Another example is to practice the evolutionary sequence of consonants on the zodiac. It is an excellent remedy to jet-lag, if used as a preventative several weeks before take-off! Please ask a eurythmist.
Eurythmy Meditation
I seek within me
Creative forces working
Living powers creating.
It tells me
the earth’s weighty power
through my feet Word,
It tells me
the airy forming power
through my singing hands,
It tells me
the heaven’s light power
through my sensing head,
How within the human being
The Cosmos is speaking, is singing, is sensing.
Rudolf Steiner
There are therapeutic eurythmy exercises for all illnesses.

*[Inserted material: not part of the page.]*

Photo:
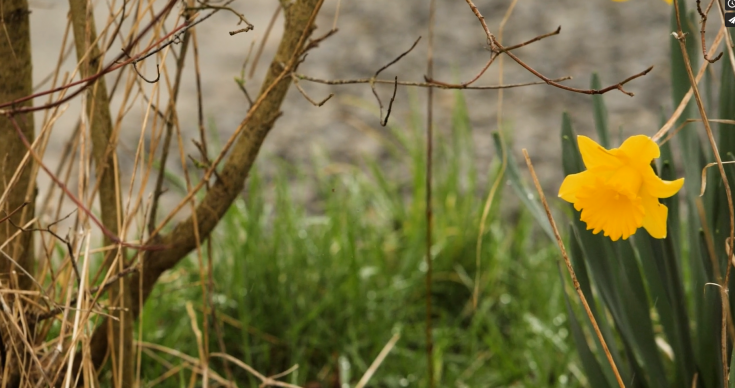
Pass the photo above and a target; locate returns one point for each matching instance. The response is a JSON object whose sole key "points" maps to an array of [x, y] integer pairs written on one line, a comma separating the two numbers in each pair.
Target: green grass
{"points": [[327, 287]]}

It is my experience that eurythmy is much more powerful than we have begun to realize. Eurythmy has its origin in the Cosmic Word, the language that gives us form. For individuals interested in therapeutic eurythmy, it takes a commitment to practice the exercises daily. It is a process that engages the entire person. I have been witness to those people who are set free from fear and worry, once they take their healing into their own hands. It becomes a blessing!
Maria Ver Eecke
Chestnut Ridge, NY
For more information: www.therapeuticeurythmy.org
Maria began teaching in 1975 at an English-medium preparatory school, Maseru, Lesotho, Africa. In 1980, she graduated with ‘D’ course from the School of Eurythmy, Spring Valley, NY, and began teaching eurythmy at the Green Meadow Waldorf School. In 2011 Maria graduated from the Therapeutic Eurythmy Training in North America and received her diploma from the Medical Section of the Goetheanum. Presently she practices eurythmy therapy at the School of Eurythmy, Spring Valley. She continues to perform eurythmy in the New York area. For seven years she participated in the Mystery Drama Productions, Spring Valley, New York.